On Thursday evening the food on the table in Chinese homes all over the country will be as varied as possible, the culinary array each year indicating that a milestone has been reached, one that is worthy of collective rejoicing. In rural areas the sound of firecrackers will fill the air as people embrace another tradition that seeks to banish any bad luck that might be in the area, the deafening sound signifying joy as much as anything else, the practice having only recently been banned in the cities due to safety concerns.

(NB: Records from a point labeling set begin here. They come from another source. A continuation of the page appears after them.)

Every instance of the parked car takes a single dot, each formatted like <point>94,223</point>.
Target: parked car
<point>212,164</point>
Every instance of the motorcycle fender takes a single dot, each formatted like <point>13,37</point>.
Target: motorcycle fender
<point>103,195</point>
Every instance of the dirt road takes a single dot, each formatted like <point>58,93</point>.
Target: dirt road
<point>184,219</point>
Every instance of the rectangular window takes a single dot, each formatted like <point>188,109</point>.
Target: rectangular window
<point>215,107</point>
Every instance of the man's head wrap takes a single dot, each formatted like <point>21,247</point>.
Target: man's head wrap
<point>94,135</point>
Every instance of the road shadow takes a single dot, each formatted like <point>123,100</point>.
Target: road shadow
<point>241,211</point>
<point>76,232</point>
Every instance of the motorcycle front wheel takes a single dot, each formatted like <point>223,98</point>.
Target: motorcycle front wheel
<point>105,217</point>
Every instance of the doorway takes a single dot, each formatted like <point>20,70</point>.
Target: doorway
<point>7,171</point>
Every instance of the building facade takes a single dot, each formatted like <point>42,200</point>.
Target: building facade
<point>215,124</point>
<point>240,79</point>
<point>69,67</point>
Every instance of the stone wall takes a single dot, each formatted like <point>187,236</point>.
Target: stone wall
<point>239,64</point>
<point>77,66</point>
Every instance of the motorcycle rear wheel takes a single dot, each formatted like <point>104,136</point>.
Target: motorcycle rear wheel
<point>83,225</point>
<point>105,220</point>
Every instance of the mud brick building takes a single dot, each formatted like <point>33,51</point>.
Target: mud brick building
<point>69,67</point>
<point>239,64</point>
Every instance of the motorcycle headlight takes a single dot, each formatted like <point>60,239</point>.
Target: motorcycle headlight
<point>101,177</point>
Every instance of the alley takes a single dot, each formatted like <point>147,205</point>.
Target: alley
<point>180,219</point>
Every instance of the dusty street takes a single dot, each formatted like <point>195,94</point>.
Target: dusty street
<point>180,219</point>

Among the many kinds of food on the table, there is usually fish and dumplings. The presence of these two dishes is attributed to the similarity of their names with other words in the Chinese language. Yu, the word for fish, coincides with the sound of the word for surplus, this being the preferred way to reach the end of the year in terms of available resources. Dumplings find their way to the table because the sound jiao matches with the Chinese word for communication, emphasizing the hope that members of the family are relating well with each other. A family in which there are healthy relationships and where there is some surplus of resources at the end of the year is seen as a family that is experiencing blessings.

While the Christian population of China is quite small, it is deeply meaningful that families all over the country celebrate the new year by gathering at a table for a meal of celebration in which good relationships are understood as being so important. 2,000 years ago Jesus often shared food with people at a table, some of those at table being the tax collectors and sinners. The experience of sharing a meal at the same table with Jesus allowed people the opportunity to realize that he was filled with compassion for them, an experience that then transformed their lives, whether that be Zacchaeus or the many others who ate with Jesus. Through the experience of eating with him, they came to know the depths of his mercy and became free of their burdens so that they were transformed to the core of their beings, literally having the opportunity to begin life again. At the Last Supper Jesus encouraged his followers to continue gathering in prayer at one table for a meal that would recall his presence among them, an experience that remains central to keeping the memory of Jesus alive today, a crucial part of our efforts to live as he lived.

With hundreds of millions of Chinese people gathering on Thursday evening to welcome the Year of the Ox, the fish and the dumplings on the table will be shared as the events of an unprecedented year are remembered. This year’s meal will be seen as special by families, a meal that signifies a new beginning as the difficulties of the past are left behind, a time when the food on the table has the opportunity to transform their hearts and move them to a place where they live in unity once again.

Hopefully the same opportunities for sharing meals with family and friends will soon emerge for people in the rest of the world.


Fr. Dan Troy with a Chinese family for an early celebration of the New Year.